Mamografía: ¿Sus riesgos superan los beneficios?

Durante décadas, los medios de comunicación y los mismos funcionarios de la salud han hecho hincapié en la importancia que tiene realizarse una mamografía para prevenir el cáncer de mama.

Aunque la realización de una mamografía ha servido para detectar muchos casos de cáncer de mama, también ha originado en algunas mujeres ciertos efectos negativos que hoy continúan siendo investigados.

El tema de la mamografía se ha discutido durante muchos años y todavía está generando controversia no sólo en la comunidad médica, sino también en los medios de comunicación.

Siendo conscientes de la cuestión delicada que resulta este tipo de temas, queremos compartirlo porque sabemos que puede ser muy importante para todas las mujeres.

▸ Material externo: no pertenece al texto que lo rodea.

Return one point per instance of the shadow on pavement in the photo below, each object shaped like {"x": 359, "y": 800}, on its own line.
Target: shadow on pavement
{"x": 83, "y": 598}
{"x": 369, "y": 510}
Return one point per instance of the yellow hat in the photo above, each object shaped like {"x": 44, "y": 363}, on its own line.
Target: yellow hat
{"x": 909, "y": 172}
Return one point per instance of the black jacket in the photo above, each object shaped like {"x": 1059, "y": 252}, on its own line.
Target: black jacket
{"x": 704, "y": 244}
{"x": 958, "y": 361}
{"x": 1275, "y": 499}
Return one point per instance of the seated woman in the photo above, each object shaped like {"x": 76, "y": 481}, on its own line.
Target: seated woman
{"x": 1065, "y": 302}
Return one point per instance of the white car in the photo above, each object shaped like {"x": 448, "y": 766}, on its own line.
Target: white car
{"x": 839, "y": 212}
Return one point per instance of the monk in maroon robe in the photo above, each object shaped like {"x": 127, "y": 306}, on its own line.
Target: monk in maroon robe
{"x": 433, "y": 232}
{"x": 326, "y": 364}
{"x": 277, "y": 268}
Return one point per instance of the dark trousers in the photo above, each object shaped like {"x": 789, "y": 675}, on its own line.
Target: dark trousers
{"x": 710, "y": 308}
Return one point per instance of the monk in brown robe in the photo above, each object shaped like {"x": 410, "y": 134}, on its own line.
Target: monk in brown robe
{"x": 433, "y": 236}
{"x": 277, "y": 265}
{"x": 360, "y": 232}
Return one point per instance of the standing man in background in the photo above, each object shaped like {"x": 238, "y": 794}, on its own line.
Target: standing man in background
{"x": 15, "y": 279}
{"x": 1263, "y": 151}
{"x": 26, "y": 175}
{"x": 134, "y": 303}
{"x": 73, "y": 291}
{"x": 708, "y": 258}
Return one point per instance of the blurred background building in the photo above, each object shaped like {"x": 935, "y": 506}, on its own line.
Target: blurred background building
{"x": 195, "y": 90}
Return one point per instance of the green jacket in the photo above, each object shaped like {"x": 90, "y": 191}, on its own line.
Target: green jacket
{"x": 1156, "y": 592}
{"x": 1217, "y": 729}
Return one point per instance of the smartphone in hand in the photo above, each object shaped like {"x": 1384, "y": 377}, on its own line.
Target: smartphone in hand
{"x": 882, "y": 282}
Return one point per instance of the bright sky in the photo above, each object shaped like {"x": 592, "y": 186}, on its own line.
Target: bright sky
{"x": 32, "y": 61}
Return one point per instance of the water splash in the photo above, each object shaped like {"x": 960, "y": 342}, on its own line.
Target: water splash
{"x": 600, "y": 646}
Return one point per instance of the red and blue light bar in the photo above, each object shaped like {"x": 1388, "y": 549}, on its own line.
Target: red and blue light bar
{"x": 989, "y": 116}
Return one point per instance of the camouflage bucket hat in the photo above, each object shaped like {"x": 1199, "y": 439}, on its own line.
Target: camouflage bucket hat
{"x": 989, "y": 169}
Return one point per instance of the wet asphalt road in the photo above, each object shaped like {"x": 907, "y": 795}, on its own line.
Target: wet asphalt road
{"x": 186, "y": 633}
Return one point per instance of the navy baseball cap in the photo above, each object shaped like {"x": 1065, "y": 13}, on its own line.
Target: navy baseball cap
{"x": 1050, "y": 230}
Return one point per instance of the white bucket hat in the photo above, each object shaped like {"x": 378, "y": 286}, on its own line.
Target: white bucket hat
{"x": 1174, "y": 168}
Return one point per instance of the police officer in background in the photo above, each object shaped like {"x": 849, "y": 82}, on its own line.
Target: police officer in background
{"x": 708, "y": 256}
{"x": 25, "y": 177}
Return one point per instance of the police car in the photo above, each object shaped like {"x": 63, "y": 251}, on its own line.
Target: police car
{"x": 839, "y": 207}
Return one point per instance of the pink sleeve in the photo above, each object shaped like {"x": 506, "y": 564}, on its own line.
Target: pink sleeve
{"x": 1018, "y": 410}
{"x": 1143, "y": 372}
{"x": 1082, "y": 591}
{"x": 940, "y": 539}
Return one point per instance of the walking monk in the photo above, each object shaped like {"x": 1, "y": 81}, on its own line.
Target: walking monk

Los posibles riesgos de la mamografía

A través de una variedad de investigaciones científicas realizadas en varios países, se demostró que  podría ser inútil e incluso peligroso someterse a una prueba de detección temprana del cáncer de mama.

Esto no significa que el examen no ayude a detectar la enfermedad, al contrario, el gran problema es que las autoridades siguen haciendo cientos de campañas para que las mujeres se realicen un examen para el diagnóstico precoz del cáncer de mama, pero dichas campañas no proporcionan ninguna información sobre los riesgos que pueden implicar realizarse una mamografía.

Un gran problema: la inexactitud

Por medio de las mamografías podemos descubrir pequeños grupos de células cancerosas en los senos, que no se podrían probar de ninguna otra forma o ver a simple vista.

La verdad es que todos tenemos, en cierta medida, grupos de células cancerosas en el cuerpo que sólo se pueden detectar con un examen médico.

Lo que ocurre es que en la mayoría de los casos, estas células desaparecen espontáneamente sin ser conscientes de su existencia.

En el caso de las mujeres, se ha demostrado que es normal que en un momento u otro, se pueda desarrollar lo que se conoce como carcinoma de mama  in situ  o “seudo cáncer”, cuya eliminación debe ocurrir de forma natural, sin causar el menor dolor o peligro.

Este tipo de cáncer crece tan lentamente que nunca llegará a convertirse en un cáncer peligroso.

Sin embargo, si la enfermedad se detecta a través de una mamografía,  lo más seguro es que el médico diga lo que nadie quiere escuchar: “Lo sentimos, usted tiene cáncer”.

Diagnóstico falso positivo

Se estima que más de la mitad de los cánceres diagnosticados gracias a la realización de una  mamografía son falsos positivos, es decir, se marca como peligroso cuando aún no se ha manifestado en el cuerpo de los pacientes.

El problema es que con esta prueba no se sabe exactamente qué pasará en un futuro con el tumor, por lo que el médico te sugerirá comenzar con un tratamiento para eliminar el “supuesto” cáncer.

Por razones obvias, aquí es donde reside el problema, ya que  todo el proceso de “curación” implica docenas de efectos secundarios.

¿Cuándo someterse a una mamografía?

A pesar de los riesgos potenciales que existen en cuanto a este tipo de examen médico, varias organizaciones especializadas en el cáncer, están de acuerdo en que es más conveniente que las mujeres se realicen una mamografía a partir de los 50 años de edad, es decir cuando existe un mayor riesgo de padecer la enfermedad.